Command Line Interface for Pipeline Auto Configuration#
Data#
Just like with Python API, you can run an automatic pipeline configuration with just a prepared data set.
You can use local JSON file:
autointent data.train_path="path/to/my.json"
Or dataset from Hugging Face hub:
autointent data.train_path="AutoIntent/banking77"
Search Space#
You can provide custom search space, saved as YAML file (as explained in 01_search_space):
autointent data.train_path="AutoIntent/banking77" task.search_space_path="path/to/my/search/space.yaml"
Logging Level#
AutoIntent provides comprehensive logs. You can enable it by changing default logging level:
autointent data.train_path="AutoIntent/banking77" hydra.job_logging.root.level=INFO
All Options#
data:
# Path to a json file with training data. Set to "default" to use AutoIntent/clinc150_subset from HF hub.
train_path: ???
# Path to a json file with test records. Skip this option if you want to use a random subset of the
# training sample as test data.
test_path: null
# Set to true if your data is multiclass but you want to train the multilabel classifier.
force_multilabel: false
task:
# Path to a yaml configuration file that defines the optimization search space.
# Omit this to use the default configuration.
search_space_path: null
logs:
# Name of the run prepended to optimization assets dirname (generated randomly if omitted)
run_name: "awful_hippo_10-30-2024_19-42-12"
# Location where to save optimization logs that will be saved as `<logs_dir>/<run_name>_<cur_datetime>/logs.json`.
# Omit to use current working directory. <-- on Windows it is not correct
dirpath: "/home/user/AutoIntent/awful_hippo_10-30-2024_19-42-12"
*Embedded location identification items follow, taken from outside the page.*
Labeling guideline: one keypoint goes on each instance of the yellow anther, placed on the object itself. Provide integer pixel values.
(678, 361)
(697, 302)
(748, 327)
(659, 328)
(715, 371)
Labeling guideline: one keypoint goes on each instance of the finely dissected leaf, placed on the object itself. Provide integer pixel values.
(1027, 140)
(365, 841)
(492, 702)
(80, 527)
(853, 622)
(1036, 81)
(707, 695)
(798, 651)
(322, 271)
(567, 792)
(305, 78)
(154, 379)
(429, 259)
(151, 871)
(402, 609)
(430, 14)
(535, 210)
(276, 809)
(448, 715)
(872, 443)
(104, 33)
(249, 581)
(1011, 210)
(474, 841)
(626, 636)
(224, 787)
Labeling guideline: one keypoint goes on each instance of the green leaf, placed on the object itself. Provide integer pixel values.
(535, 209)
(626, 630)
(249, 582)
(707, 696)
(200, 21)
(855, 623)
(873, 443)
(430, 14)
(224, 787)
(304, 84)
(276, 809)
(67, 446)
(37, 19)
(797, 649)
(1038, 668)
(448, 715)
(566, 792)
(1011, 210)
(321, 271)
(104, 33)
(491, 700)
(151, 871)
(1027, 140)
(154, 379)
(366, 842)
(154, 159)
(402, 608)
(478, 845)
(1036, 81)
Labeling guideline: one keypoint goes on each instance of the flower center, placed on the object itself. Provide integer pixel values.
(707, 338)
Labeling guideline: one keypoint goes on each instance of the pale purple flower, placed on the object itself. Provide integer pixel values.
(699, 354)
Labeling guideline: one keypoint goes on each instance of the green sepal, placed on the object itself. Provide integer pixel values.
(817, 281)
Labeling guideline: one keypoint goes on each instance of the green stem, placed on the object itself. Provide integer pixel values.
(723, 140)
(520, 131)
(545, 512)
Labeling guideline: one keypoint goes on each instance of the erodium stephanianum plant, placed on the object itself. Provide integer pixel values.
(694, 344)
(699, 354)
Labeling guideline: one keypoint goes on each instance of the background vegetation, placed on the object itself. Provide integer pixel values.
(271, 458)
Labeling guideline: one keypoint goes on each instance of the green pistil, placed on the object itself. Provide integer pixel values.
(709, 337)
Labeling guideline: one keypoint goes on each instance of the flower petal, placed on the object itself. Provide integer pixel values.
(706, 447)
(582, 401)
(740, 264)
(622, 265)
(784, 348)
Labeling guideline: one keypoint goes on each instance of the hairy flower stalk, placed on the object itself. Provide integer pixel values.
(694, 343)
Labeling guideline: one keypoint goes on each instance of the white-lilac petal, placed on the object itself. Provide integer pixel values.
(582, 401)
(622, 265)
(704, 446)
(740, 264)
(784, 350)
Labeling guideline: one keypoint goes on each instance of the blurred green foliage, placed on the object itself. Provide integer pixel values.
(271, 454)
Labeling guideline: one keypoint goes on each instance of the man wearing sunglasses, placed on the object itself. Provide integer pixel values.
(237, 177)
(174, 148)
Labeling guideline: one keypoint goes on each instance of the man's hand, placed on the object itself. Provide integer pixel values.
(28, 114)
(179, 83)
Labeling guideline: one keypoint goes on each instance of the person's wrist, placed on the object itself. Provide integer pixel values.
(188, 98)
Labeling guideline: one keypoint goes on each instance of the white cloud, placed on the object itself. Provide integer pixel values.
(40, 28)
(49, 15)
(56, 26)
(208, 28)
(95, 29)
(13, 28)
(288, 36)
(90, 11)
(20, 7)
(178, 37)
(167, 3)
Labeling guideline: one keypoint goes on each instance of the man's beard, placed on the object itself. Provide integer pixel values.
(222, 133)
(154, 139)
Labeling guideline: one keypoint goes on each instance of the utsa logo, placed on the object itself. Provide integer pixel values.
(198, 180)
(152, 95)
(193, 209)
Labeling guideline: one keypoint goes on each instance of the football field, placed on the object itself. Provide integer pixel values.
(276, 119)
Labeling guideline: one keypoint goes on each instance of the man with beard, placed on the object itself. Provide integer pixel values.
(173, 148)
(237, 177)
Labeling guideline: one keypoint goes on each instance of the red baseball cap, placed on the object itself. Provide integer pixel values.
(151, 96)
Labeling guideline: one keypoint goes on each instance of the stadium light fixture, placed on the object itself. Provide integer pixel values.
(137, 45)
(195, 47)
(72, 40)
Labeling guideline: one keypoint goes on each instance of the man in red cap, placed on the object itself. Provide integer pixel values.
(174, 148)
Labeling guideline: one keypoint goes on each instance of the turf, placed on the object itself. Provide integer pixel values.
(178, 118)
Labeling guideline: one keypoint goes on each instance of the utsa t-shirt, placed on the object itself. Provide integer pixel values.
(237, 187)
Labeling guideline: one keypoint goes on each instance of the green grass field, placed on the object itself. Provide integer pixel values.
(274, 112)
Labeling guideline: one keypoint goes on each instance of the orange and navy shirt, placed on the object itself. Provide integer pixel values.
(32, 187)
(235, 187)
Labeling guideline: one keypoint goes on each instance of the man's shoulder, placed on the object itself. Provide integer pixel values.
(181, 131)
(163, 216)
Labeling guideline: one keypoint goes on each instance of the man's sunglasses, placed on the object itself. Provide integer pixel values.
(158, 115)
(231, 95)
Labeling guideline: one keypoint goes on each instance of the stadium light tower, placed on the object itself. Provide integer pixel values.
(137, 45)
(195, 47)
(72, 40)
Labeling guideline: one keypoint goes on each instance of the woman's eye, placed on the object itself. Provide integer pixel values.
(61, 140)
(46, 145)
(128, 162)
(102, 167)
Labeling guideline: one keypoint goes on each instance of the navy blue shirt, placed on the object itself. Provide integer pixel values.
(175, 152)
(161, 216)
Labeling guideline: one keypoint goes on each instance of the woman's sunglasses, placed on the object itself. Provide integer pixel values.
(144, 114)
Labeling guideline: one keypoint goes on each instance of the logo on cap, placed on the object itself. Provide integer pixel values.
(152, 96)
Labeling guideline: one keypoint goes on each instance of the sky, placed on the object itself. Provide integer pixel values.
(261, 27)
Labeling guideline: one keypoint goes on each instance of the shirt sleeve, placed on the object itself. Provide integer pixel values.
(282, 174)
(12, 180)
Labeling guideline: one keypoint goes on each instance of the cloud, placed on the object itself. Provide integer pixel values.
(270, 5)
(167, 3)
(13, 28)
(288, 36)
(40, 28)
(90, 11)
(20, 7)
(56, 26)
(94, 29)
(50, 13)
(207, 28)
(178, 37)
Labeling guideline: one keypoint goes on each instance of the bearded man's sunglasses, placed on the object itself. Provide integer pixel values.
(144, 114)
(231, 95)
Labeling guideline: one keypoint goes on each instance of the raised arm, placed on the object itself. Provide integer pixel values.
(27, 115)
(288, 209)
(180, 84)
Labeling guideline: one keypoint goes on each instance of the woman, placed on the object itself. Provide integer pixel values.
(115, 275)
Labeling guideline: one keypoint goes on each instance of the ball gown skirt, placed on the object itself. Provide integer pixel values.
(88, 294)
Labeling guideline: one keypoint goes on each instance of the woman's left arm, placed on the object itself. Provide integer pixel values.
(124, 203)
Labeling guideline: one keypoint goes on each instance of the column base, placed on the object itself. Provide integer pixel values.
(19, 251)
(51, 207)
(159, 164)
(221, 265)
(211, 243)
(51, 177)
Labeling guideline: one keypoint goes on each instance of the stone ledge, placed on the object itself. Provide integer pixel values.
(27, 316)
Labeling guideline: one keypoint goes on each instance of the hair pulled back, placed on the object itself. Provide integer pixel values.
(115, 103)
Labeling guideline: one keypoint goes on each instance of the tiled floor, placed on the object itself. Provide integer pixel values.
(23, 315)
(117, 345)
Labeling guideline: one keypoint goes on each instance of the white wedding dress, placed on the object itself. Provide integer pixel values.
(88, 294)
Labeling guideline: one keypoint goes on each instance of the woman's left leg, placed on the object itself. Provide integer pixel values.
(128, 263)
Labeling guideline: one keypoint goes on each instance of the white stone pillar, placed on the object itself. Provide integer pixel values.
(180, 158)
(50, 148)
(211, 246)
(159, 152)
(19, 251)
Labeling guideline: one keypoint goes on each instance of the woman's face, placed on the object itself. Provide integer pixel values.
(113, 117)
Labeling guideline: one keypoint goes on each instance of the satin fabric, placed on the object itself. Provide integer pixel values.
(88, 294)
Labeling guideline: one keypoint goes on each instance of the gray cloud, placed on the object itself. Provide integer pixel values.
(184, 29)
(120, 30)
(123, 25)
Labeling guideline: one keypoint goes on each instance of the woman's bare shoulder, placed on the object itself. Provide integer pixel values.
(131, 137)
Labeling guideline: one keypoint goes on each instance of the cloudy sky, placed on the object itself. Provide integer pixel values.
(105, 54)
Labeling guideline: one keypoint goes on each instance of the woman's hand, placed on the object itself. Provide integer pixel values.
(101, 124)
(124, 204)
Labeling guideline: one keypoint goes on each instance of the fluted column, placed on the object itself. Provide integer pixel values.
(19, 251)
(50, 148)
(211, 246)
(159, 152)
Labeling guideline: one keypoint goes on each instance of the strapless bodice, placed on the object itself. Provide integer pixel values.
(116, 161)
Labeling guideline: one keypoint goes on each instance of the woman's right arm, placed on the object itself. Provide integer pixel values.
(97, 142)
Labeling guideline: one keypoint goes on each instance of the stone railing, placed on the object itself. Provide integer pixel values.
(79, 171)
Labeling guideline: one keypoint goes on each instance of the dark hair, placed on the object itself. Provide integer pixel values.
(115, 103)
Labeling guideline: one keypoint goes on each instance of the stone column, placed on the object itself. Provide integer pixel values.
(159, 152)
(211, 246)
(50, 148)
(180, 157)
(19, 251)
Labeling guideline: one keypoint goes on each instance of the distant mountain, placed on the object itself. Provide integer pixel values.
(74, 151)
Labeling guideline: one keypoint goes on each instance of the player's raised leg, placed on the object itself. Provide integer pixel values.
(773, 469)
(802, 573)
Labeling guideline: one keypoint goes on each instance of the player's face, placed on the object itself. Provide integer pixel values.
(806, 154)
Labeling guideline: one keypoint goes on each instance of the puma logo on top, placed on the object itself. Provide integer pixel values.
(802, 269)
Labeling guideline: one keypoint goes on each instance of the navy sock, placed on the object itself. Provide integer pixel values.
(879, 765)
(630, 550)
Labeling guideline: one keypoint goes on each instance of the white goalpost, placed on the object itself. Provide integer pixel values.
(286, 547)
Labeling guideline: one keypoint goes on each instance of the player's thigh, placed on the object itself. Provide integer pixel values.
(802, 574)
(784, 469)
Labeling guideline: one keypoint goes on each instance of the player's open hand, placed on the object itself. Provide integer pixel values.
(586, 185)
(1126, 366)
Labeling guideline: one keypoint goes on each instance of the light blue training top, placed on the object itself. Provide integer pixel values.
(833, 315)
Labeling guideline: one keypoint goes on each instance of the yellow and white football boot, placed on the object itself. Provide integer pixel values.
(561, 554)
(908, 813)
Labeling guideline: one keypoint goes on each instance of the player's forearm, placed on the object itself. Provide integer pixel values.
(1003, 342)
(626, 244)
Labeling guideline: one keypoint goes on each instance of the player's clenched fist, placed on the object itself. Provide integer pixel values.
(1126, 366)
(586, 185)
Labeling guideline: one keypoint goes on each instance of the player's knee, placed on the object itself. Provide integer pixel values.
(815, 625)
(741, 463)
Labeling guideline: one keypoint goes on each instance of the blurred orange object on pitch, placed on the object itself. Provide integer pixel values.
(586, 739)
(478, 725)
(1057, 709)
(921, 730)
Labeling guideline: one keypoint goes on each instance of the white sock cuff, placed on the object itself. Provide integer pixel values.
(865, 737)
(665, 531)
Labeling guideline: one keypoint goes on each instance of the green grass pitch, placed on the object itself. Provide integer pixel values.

dump_dir: "/home/user/AutoIntent/runs/awful_hippo_10-30-2024_19-42-12/modules_dumps"
vector_index:
# Location where to save faiss database file. Omit to use your system's default cache directory.
db_dir: null
# Specify device in torch notation
device: cpu
augmentation:
# Number of shots per intent to sample from regular expressions. This option extends sample utterance
# within multiclass intent records.
regex_sampling: 0
# Config string like "[20, 40, 20, 10]" means 20 one-label examples, 40 two-label examples, 20 three-label examples,
# 10 four-label examples. This option extends multilabel utterance records.
multilabel_generation_config: null
embedder:
# batch size for embedding computation.
batch_size: 1
# sentence length limit for embedding computation
max_length: null
#Affects the randomness
seed: 0
# String from {DEBUG,INFO,WARNING,ERROR,CRITICAL}. Omit to use ERROR by default.
hydra.job_logging.root.level: "ERROR"
Run from Config File#
Create a yaml file in a separate folder with the following structure my_config.yaml:
defaults:
- optimization_config
- _self_
- override hydra/job_logging: custom
# put the configuration options you want to override here. The full structure is presented above.
# Here is just an example with the same options as for the command line variant above.
embedder:
embedder_batch_size: 32
Launch AutoIntent:
autointent --config-path=/path/to/config/directory --config-name=my_config
Important:
specify the full path in the config-path option.
do not use tab in the yaml file.
it is desirable that the file name differs from optimization_config.yaml to avoid warnings from hydra
You can use a combination of Option 1 and 2. Command line options have the highest priority.
Example configs are stored in our GitHub repository in example_configs.